Les manifestations ont rapidement fait place aux violences. Plusieurs installations de la mission onusienne ont été saccagées, pillées et détruites. Bilan: quinze morts parmi lesquels douze manifestants, un Casque bleu et deux membres de la police des Nations Unies.

"En aucun cas la violence n'est justifiée", a déclaré le porte-parole du gouvernement Patrick Muyaya à Kinshasa, lors d'une conférence de presse conjointe avec la Monusco qui a fermement condamné "cette attaque que rien ne justifie". 

Mission coûteuse et vite contestée

Présente en RDC depuis 1999, la Monuc (Mission de l'ONU au Congo) qui est devenue la Monusco (Mission de l'ONU pour la stabilisation en RDC) en 2010, compte actuellement plus 14 000 soldats de la paix. C'est l'une des plus importantes et des plus coûteuses missions de l'ONU au monde, avec un budget annuel d'un milliard de dollars.

Ce n'est pas la première fois qu'elle est contestée. Le président du Sénat avait encore récemment appelé au départ de ses Casques bleus, accusés d'inefficacité dans la lutte contre des dizaines de groupes armés locaux et étrangers qui déstabilisent l'est du pays depuis près de 30 ans.

"Lorsque cette mission a été instituée, la population a placé énormément d'attentes dans la présence de ces troupes sur le terrain, pour combattre la violence des groupes armés et offrir la pacification", explique Dieudonné Wamu Oyatambwe, "mais les gens au Congo ont toujours dénoncé le fait que malgré la présence de ces troupes, beaucoup de violences ont continué à être commises. C'est un ressentiment qui date de longtemps.

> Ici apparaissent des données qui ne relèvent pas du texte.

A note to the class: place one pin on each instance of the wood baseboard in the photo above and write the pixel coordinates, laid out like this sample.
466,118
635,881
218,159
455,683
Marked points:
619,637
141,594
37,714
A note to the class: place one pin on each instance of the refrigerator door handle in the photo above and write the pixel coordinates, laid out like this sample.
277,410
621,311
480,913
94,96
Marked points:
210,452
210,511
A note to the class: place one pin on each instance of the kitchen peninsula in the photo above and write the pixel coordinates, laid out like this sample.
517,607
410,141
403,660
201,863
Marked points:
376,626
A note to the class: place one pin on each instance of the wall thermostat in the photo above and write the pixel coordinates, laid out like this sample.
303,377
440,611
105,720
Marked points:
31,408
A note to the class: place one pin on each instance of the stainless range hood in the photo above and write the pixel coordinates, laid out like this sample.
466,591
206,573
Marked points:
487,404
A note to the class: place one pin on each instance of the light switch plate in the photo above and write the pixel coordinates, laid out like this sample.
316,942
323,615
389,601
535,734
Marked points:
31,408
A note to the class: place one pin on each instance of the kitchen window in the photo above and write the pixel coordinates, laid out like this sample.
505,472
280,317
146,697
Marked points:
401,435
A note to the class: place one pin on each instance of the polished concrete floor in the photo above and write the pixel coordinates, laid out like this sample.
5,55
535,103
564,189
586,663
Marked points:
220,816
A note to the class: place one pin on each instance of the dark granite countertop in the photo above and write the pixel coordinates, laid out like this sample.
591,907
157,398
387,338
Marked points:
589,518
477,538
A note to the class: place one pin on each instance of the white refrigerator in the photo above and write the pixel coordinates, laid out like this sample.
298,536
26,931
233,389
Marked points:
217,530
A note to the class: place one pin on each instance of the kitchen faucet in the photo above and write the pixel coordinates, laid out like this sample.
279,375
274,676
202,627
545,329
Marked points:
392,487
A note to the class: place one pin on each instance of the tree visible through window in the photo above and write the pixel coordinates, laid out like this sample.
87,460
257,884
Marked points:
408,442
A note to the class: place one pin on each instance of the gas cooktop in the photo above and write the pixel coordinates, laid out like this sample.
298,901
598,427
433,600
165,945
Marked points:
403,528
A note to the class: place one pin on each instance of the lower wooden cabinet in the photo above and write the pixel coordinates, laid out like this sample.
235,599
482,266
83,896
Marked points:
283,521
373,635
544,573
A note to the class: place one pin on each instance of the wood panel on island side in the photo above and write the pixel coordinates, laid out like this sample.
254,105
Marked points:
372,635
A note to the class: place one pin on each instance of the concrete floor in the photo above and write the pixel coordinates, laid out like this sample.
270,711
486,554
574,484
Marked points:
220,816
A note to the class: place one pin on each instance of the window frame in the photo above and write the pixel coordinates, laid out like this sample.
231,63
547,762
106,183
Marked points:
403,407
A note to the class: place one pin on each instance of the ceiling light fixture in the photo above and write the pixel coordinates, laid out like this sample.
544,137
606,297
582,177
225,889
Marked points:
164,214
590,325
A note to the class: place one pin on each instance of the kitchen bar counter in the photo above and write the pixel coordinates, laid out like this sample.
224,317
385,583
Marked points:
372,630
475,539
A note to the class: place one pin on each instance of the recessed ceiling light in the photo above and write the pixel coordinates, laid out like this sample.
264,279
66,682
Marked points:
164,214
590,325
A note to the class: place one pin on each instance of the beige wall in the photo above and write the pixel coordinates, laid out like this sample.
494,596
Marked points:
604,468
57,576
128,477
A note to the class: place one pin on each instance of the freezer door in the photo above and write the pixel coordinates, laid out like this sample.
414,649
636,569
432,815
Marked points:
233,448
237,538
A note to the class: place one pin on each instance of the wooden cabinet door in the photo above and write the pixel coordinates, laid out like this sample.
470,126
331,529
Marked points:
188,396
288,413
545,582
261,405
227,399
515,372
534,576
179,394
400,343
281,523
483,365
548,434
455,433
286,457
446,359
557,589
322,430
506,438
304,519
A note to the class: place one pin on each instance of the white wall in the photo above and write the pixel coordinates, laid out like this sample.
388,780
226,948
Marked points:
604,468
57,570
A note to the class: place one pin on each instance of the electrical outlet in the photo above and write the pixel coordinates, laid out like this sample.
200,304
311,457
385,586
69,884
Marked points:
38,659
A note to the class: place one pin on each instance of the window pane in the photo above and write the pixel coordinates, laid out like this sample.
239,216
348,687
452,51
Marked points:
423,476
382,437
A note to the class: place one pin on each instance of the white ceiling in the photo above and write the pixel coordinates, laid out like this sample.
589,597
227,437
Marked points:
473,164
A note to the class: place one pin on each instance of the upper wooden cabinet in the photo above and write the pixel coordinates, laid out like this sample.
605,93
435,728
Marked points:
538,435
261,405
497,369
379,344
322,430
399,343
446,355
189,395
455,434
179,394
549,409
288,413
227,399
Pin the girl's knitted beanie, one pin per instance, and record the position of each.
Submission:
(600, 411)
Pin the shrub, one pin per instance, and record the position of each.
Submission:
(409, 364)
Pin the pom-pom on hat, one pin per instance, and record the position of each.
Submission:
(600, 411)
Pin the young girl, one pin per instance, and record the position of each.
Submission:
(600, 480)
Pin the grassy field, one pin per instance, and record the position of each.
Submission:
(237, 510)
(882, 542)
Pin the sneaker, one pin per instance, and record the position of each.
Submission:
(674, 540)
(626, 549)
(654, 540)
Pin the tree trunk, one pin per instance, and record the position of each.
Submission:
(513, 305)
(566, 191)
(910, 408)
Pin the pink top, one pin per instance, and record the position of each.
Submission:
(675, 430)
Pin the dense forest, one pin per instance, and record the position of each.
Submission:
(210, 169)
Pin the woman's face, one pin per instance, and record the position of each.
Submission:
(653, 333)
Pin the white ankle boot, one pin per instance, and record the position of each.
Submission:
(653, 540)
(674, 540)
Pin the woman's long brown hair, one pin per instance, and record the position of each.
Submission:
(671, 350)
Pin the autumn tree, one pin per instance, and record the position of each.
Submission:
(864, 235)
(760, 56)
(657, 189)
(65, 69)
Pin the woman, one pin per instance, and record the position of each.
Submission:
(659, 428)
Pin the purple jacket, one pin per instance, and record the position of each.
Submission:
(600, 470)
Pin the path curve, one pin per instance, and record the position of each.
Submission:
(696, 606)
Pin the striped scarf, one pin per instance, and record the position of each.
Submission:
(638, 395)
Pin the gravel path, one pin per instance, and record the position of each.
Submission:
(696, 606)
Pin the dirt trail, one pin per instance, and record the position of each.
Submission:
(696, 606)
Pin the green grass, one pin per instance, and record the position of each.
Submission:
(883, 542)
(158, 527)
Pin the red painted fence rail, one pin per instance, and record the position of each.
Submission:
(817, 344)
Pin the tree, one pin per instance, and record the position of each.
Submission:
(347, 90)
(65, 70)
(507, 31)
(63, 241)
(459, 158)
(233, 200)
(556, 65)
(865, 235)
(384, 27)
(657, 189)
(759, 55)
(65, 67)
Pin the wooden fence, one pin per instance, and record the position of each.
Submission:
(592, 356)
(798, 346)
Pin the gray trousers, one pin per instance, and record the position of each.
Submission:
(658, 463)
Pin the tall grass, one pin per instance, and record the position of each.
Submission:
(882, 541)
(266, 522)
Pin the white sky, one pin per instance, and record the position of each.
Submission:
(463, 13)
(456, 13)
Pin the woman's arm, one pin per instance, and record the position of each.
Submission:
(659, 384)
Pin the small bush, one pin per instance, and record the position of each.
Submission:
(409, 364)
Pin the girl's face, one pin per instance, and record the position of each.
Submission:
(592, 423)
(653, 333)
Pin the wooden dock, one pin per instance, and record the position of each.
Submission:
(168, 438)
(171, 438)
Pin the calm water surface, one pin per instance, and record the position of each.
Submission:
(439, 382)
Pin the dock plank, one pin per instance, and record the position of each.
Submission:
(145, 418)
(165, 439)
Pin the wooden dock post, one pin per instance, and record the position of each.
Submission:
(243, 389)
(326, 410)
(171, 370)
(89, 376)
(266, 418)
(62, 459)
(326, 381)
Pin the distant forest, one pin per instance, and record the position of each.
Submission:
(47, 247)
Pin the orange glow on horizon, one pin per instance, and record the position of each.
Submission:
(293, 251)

A l'époque de Joseph Kabila, il était déjà question du retrait de la force onusienne à la demande du gouvernement congolais, mais il n'y a jamais eu de consensus".

"L'implication d'agents de la Monusco dans des stratégies d'exploitation a ajouté au discrédit pesant sur la mission". 

Le politologue ajoute cet élément: "parmi les pourfendeurs de la présence de la Monusco, il y a aussi le pouvoir rwandais. Paul Kagame a toujours dénoncé l'inefficacité de ces troupes qui selon lui coûtent trop cher pour rien. Il y a une sorte de convergence de position entre Rwandais et Congolais, alors que ces deux pays sont en tensions, pour dire que cette mission n'est pas utile sur le terrain".

Outre d'inefficacité, elle est aussi accusée au Congo de complicité avec des réseaux exploitant les ressources naturelles du pays. "Il y a de plus en plus de cas connus ou dénoncés, impliquant des agents de la Monusco dans des stratégies d'exploitation de certains groupes, ce qui a encore ajouté au discrédit qui pèse sur la mission", explique le spécialiste de l'Afrique.

Contexte régional

Si la contestation de cette mission n'est pas neuve, jamais elle n'avait été aussi violente. "Cela intervient dans un contexte de ressentiment et de colère généralisée, depuis la réapparition du mouvement M23 et les tensions avec le Rwanda. Il ne faut pas non plus oublier les mouvements de contestation de la présence de certaines forces étrangères dans d'autres pays comme au Mali et en Centre-Afrique, dont les résultats ne sont pas à la hauteur des espoirs de la population. Tout cela fait tâche d'huile et a un impact sur ce qu'on observe aujourd'hui en RDC", poursuit Dieudonné Wamu Oyatambwe.

Pour lui, il faudrait redéfinir cette mission de l'ONU et ses axes d'intervention sur le terrain, "pour qu'elle soit plus opérationnelle, plus au front, avec des résultats plus tangibles. Si c'est pour rester là 20 ans, avec une présence symbolique et contre-productive qui n'apporte pas de résultats, elle va continuer à être décriée. Il faut redéfinir on garde quoi, où et pourquoi".

Pour l'heure, le gouvernement congolais et la Monusco ont annoncé avoir ouvert une enquête conjointe afin de faire la lumière sur ces violentes manifestations. Au moment d'écrire ces lignes, nous apprenons qu'elles ont encore fait quatre morts lors d'un rassemblement anti-ONU dans le Sud-Kivu, portant le bilan total à 19 décès.